RESULTS: Our research identified 153 studies across 29 countries encompassing 188436 subjects with MS. The pooled overall effect size for unemployment and early retirement was 35.6% (95% CI 32.8-38.4; I2 = 99.31) and 17.2% (95% CI 14.6-20.2; I2 = 99.13), respectively. The prevalence of unemployment varied according to the year of publication (p < 0.001) and there was a statistically significant decrease in the prevalence of unemployment over time (p = 0.042). Regarding early retirement, only seven (31.8%) estimates obtained from studies that were published before 2010 were below the overall effect size in comparison to 27 (60.0%) estimates extracted from data published between 2010 and 2021 (p = 0.039). There was a significant difference in prevalence according to countries (p < 0.001). Psychiatric illness was an important clinical feature responsible for patients leaving the workforce in regions with a high MS prevalence.
CONCLUSIONS: Unemployment and early retirement due to MS remain highly prevalent, despite a slight decline in the last decade. The prevalence of unemployment and early retirement varies globally.

Introduction

Multiple Sclerosis (MS) is a chronic autoimmune disease that causes demyelination and neurodegeneration in the central nervous system. It mainly affects young people between 20 and 40 years of age and it is the main cause of non-traumatic disability among young adults in the Western world [1]. About 2.8 million people worldwide suffer from MS, whose incidence and prevalence increase in both developed and developing countries [2]. The symptoms are extremely varied and the clinical course is within a spectrum that extends from relapsing-remitting to progressive [3].

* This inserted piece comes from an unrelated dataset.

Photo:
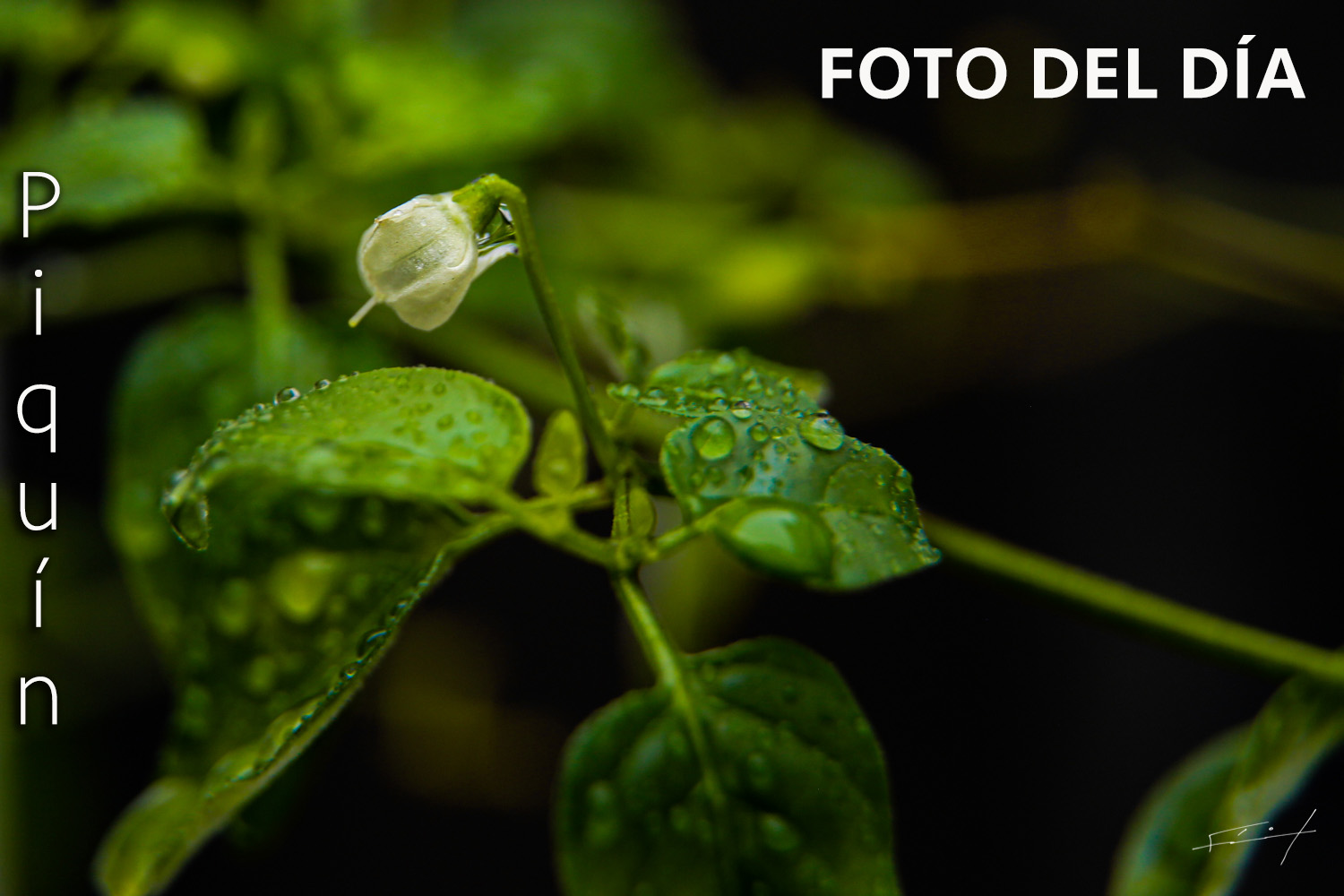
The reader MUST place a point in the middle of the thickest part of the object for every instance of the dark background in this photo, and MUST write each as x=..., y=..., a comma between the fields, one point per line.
x=1199, y=460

Besides the inherent clinical complexity of MS, the age of onset of the disease brings inevitable repercussions to work activity, once it coincides with the moment in which people with MS (PwMS) find themselves managing the already expected difficulties of the job market and the beginning of the professional career [4, 5]. Often limiting and disabling, symptoms such as fatigue, neuropsychiatric impairment, and motor disturbances constantly threaten the full performance at work and the search for new professional skills [6, 7]. PwMS are vulnerable to barriers related to the work environment (e.g. high temperature level, difficult access to the workplace, noise) deterioration of social relationships at work, negative work events and stigma and discrimination in the workplace. Moreover, intrinsic characteristics of the job such as inflexible work schedules and extended standing time can make work unviable for PwMS [8-10].

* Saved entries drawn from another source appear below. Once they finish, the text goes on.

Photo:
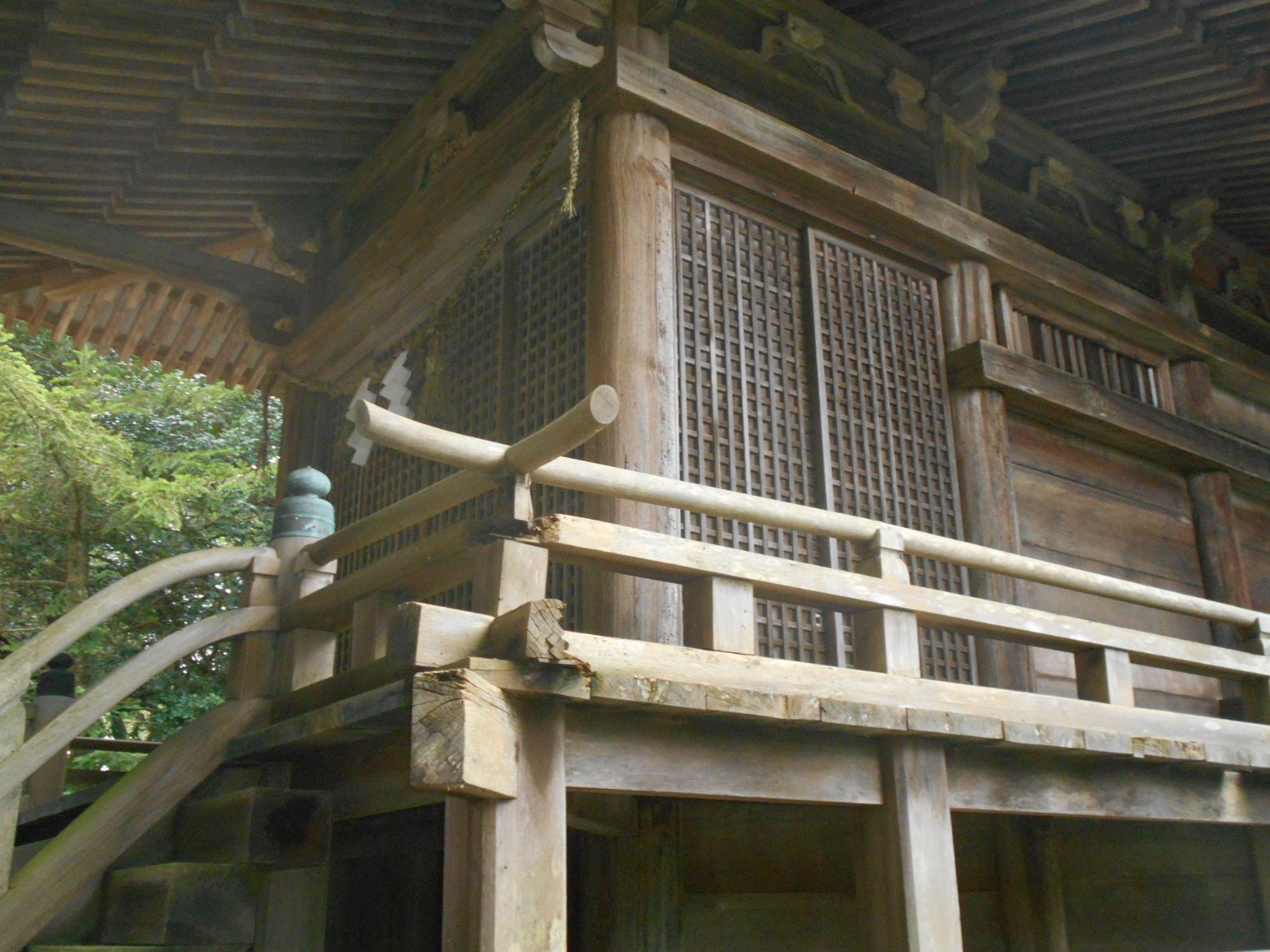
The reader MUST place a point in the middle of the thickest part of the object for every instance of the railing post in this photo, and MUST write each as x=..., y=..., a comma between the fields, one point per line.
x=887, y=639
x=1104, y=675
x=55, y=692
x=303, y=517
x=719, y=616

MS is recognized as a well-known risk factor for unemployment and early retirement. A Norwegian study found that after 19 years of disease, only 45% of patients were still employed [11]. In a Swedish cohort, only 28% and 23% of PwMS were working full- and part-time after a follow-up of ten years, respectively [12]. In 2013, Krause et al. showed that 44.8% of PwMS were forced to retire early due to their illness [13]. Once unemployed, PwMS face substantial difficulties to return to the workforce [14]. In addition to the undeniable importance that work plays in people’s lives and the financial and psychological consequences that the loss of a job can entail, unemployed and early retired patients are known to be associated with a worse level of quality of life [15].

Although unemployment and early retirement are already sufficiently eloquent consequences in the personal life of PwMS, it is impossible not to recognize the economic burden closely associated with these two outcomes. In Germany, approximately 27.300 persons received early retirement pensions caused by MS [16]. Battaglia et al. showed that invalidity and early retirement can cost more than 18.000 € per patient every year [17]. Indeed, it is not frivolous to affirm that MS is one of the most costly diseases, once it dialogues with the global economy and the public health closely [18].

If, on the one hand, the literature is relatively abundant concerning data on unemployment and early retirement in MS, on the other hand, there is an enormous diversity of data that prevents clinicians and researchers from having the real dimension of this issue. In fact, there is no study aimed at systematically synthesising the available data. Over time, there have been remarkable advances in the understanding of MS and its treatment and, since 2010, several disease-modifying drugs (DMDs) have been approved [19]. Nevertheless, there is still no evidence indicating the temporal evolution of the occupational outcomes in PwMS. Moreover, there is also a complete lack of studies describing and comparing the prevalence of unemployment and early retirement considering a geographical point of view. Strategies to prevent these outcomes are complex and can vary substantially across countries. An accurate understanding of the geographical particularities of unemployment and early retirement is crucial to guide effective strategies to promote the integration of PwMS into work.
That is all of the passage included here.